The purpose of this paper is to examine the performance attributes and investment characteristics of listed real estate companies vis-à-vis listed infrastructure companies. Utilising Bloomberg data, the paper investigates the inter and intra performance of the five largest global stock exchanges, namely New York, Tokyo, London, Shanghai and Hong Kong. A growing school of thought has emerged inferring that performance dynamics of real estate and infrastructure are inherently similar in composition but can be distinctly different in terms of outturn. Nonetheless, many fund managers have a propensity to ‘group’ real estate and infrastructure commodities within their alternative investment "basket" with little thought or consideration afforded to the idiosyncratic nature of the underlying assets driving performance. As such, one key question to ask is whether this "pooled rationale" is justified? Or should commodities linked to real assets (including real estate and infrastructure) be afforded special dispensation attributed to diversification potential and risk mitigation within the confines of a listed investment portfolio.

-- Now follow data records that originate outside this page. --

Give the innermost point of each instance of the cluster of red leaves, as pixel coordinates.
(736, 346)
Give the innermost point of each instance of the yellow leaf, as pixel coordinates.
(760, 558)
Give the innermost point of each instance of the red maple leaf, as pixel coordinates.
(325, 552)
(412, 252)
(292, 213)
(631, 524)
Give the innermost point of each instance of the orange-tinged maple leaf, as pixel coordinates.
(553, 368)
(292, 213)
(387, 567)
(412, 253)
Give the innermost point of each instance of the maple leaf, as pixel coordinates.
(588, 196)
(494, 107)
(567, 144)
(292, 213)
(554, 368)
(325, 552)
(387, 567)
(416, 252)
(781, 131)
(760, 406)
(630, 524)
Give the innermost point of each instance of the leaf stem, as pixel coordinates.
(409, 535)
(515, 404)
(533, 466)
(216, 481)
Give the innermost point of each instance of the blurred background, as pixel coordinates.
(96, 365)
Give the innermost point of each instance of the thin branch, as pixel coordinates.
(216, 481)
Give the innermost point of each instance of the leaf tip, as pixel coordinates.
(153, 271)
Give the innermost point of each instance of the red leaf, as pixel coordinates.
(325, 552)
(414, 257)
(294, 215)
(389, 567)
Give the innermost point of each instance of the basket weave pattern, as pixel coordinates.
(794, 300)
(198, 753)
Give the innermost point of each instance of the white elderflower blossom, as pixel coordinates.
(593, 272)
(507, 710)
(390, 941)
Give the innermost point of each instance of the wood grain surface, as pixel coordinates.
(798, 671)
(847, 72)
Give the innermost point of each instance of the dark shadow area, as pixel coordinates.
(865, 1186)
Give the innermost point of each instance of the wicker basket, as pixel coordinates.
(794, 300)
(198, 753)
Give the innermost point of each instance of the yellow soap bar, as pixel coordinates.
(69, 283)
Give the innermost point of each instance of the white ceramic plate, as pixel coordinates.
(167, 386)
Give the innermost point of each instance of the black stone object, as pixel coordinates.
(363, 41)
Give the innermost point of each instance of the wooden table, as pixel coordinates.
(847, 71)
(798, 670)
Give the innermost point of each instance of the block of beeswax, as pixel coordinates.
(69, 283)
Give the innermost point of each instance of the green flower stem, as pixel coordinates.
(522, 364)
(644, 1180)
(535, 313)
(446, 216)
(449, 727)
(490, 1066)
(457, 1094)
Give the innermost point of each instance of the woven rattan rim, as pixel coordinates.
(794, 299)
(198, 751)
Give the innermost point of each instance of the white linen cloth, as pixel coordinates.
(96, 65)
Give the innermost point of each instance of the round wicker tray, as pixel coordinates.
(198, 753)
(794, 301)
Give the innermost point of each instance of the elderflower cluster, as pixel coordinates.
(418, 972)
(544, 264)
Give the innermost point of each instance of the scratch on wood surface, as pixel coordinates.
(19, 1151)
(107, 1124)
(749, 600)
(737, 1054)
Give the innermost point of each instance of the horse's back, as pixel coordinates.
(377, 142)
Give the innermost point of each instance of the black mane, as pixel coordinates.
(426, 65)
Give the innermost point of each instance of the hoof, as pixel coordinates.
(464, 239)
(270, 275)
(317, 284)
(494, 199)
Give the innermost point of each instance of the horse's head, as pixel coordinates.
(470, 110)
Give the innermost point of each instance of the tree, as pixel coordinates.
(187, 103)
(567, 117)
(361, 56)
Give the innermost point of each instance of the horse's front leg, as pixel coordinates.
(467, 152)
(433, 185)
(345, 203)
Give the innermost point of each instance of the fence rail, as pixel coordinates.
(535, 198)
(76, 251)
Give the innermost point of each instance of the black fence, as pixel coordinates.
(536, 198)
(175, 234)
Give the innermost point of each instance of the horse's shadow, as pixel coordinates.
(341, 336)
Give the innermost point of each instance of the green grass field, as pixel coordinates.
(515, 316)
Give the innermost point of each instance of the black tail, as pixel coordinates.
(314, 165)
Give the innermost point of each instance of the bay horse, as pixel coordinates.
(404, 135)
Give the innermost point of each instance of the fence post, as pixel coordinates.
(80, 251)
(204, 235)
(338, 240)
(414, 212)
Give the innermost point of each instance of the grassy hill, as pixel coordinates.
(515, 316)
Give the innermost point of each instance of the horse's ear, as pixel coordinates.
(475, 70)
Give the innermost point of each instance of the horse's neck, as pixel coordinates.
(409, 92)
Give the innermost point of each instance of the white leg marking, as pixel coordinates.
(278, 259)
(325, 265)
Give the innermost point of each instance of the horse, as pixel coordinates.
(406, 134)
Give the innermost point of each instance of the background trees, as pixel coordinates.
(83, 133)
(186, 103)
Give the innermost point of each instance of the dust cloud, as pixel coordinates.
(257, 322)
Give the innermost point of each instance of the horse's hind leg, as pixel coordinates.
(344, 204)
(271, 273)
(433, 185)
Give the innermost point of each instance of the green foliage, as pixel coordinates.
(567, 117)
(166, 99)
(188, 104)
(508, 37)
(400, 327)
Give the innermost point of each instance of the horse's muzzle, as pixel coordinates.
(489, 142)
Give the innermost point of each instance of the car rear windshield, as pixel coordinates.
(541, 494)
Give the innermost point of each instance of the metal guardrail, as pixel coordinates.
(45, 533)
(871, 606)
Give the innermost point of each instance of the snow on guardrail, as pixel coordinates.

Against the above contextual background, this paper attempts to shed empirical light on risk-return behaviour and diversification potential of infrastructure and real estate companies listed on the aforementioned international stock markets for the period of 2000-2016. To achieve this, we construct risk-adjusted return series (Sharpe Indices) for different major infrastructure sub-sectors (namely transport, utilities, renewable energy and telecommunication) and the real estate markets based on company-level data. A set of inter asset correlation matrices over different sub-periods are then developed to study the temporal dependence of returns between the sectors and across the five stock markets. Co-integration and Granger Causality models are devised to further explore the temporal dynamics of their interaction based on long-term cointegrating and lead-lag relationships.